Bloomfield boy overcomes traumatic eye injury - Albuquerque Journal

Bloomfield boy overcomes traumatic eye injury

Gage Mangum is seen after his recovery from eye surgery. (Courtesy of Sarah Mangum)

Copyright © 2022 Albuquerque Journal

A day of playing in the backyard resulted into severe eye trauma for a New Mexico boy.

In Bloomfield, nine-year-old Gage Mangum fell on a stick that went directly across his eye and hit the center of his cornea.

Gage went to his parents saying he couldn’t see and after a trip to Mercy Medical Center in Durango, Colorado, it was decided that he needed specialty care.

Gage was flown to Children’s Hospital Colorado in Aurora and then Gage had his first surgery performed by Dr. Lucy Mudie.

Mudie completed an open globe laceration to save his eye. Gage’s care was then transferred to Dr. Emily McCourt, chief of pediatric ophthalmology at Children’s Hospital Colorado.

In January, Gage had to have another surgery to remove a traumatic cataract and remove the stitches that were originally placed in October. Although it’s very rare to have an open globe, it’s even more rare to come out of it with 20/25 vision like Gage did.

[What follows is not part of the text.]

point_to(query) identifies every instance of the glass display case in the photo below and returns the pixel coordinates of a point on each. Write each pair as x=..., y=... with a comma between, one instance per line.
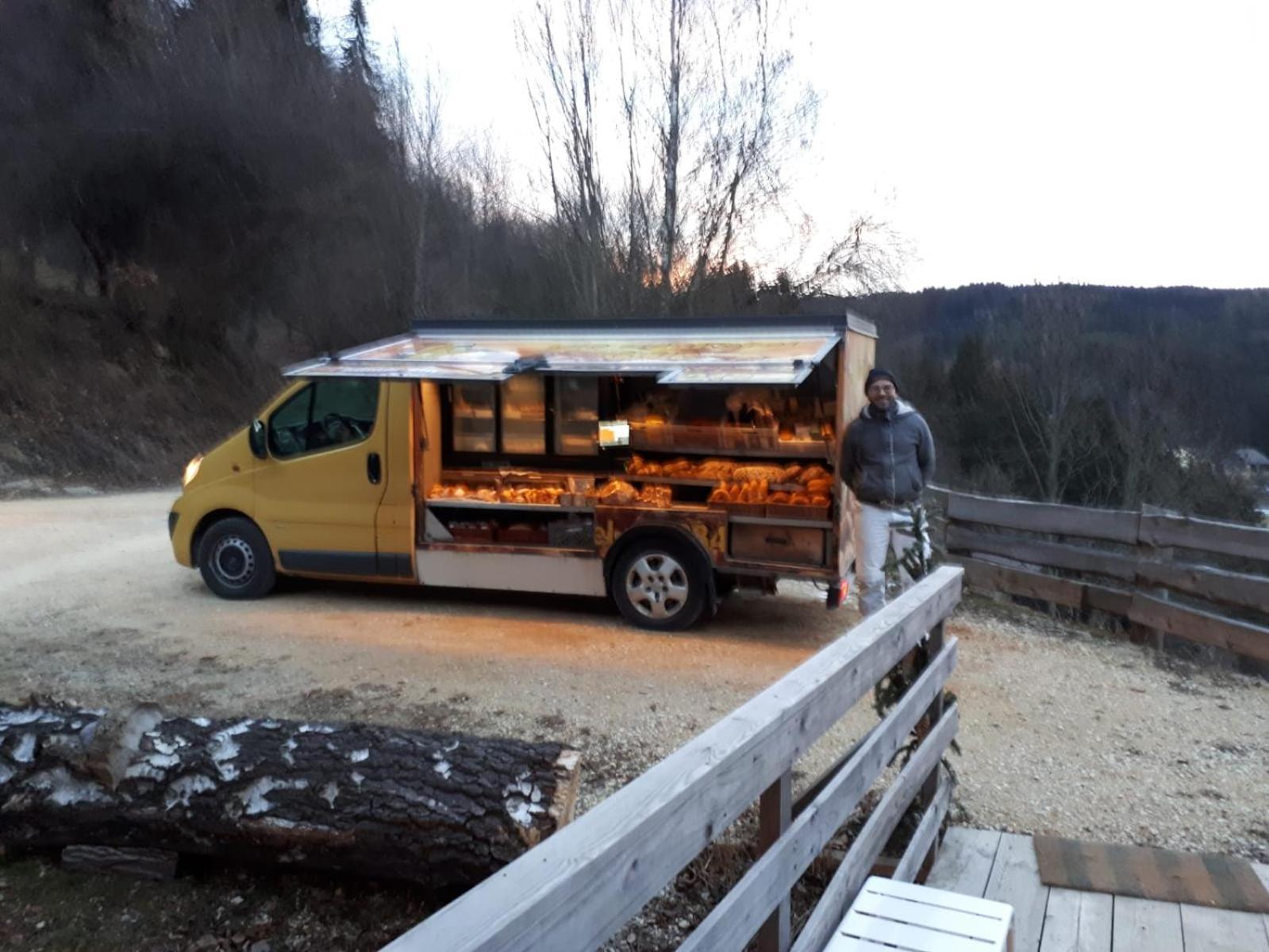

“I performed just a second surgery, which was when we took the cataract out of his eye, and took out the stitches in his eye,” McCourt said. “The stick went through the clear layer in front of his eyes, called the cornea, and then it went into the lens of his eye.”

When the lens got cloudy, Gage was diagnosed with a cataract.

“We think of cataracts mostly as an older person’s disease but they can happen in children for multiple reasons, and most commonly in my practice is due to trauma,” McCourt said. “So his first surgery was done by one of my partners and Dr. Subramanian and so that went really well”.

Thankfully, McCourt was able to help Gage progress back to normal.

Gage Mangum spent months getting surgery on his eye after an accident. (Courtesy of Sarah Mangum)

“He had an eight millimeter corneal laceration, which is very large, because your corneal diameter is about 10 to 12 millimeters,” McCourt said. “Then I went back into his eyes, to take the cataract out and the stitches from his initial surgery, and allow him to see out of it.”

Though Gage’s physical trauma was obvious, accidents like this can be overwhelming for nine-year-olds.

“Big traumas can happen to good kids and good parents and I remind families of that when I meet them,” McCourt said. “Because there’s the physical trauma, there’s also emotional trauma involved in any accident like this and I think that my patients who address that with their families tend to have an easier time with the physical healing as well.”

For Gage, getting healthy meant getting back to sports.

“I know the cow catcher, and one big thing my dad taught me was do not go down on your back,” said Gage.

The doctors knew Gage’s biggest concern was playing ball again.

“While talking to him it was important to discuss his emotional healing as part of his recovery, and then also understanding his goals,” McCourt said. “He was very clear that he wanted to go back to wrestling, so we spent a lot of time talking about what steps would be needed and what kind of vision I wanted to have before I would OK him going back to wrestling.”

These conversations helped smoothen the process.

“So at least it’s my opinion that understanding the goals of the patient and the family, helps engage them in the process of healing and trying to attain the quality of life back that they aspire to,” McCourt said.

When Gage is not on the mat, you could also catch him on the field.

“I played baseball last year but I got injured in the middle of football season,” Gage said.

Though Gage’s eye will not fully go back to normal, he is able to play again.

“No, he will never be 100% but he’s pretty stinking close, as he sees 20/25 and needs a hard contact lens,” McCourt said. “Yeah, he’s 20/25, which is a beautiful result after the injury that he had.”

Gage also has great vision in his other eye.

“His other eye is 20/15, which is excellent vision,” McCourt said. “I’d say when I talked to parents and families on the night of or the day of the original injury, I often tell them that the first surgery is really just to save the eyeball because it is such a high risk of losing vision and losing your eye from having this type of injury.”

While Gage’s injury was rare, that part of his life is over.

“Open globe injury is exceedingly rare though it feels quite common around here,” McCourt said. “We repair one to two of these injuries every month. I can’t give you like a frequency in the community but considering how many states have children that we take care of. It’s pretty rare to have an open globe injury.”

For McCourt, Gage’s parents were instrumental towards a successful recovery.

“A lot of that is a testament to how wonderful Gage and his family were about doing every single thing I asked him to do the entire time,” McCourt said. “And also probably a little good luck in there too.”

Next fall, Gage can return to the mat.

“My biggest wrestling hint is do not stop, do not stop moving,” Gage said.

Just like in real life, Gage will not stop.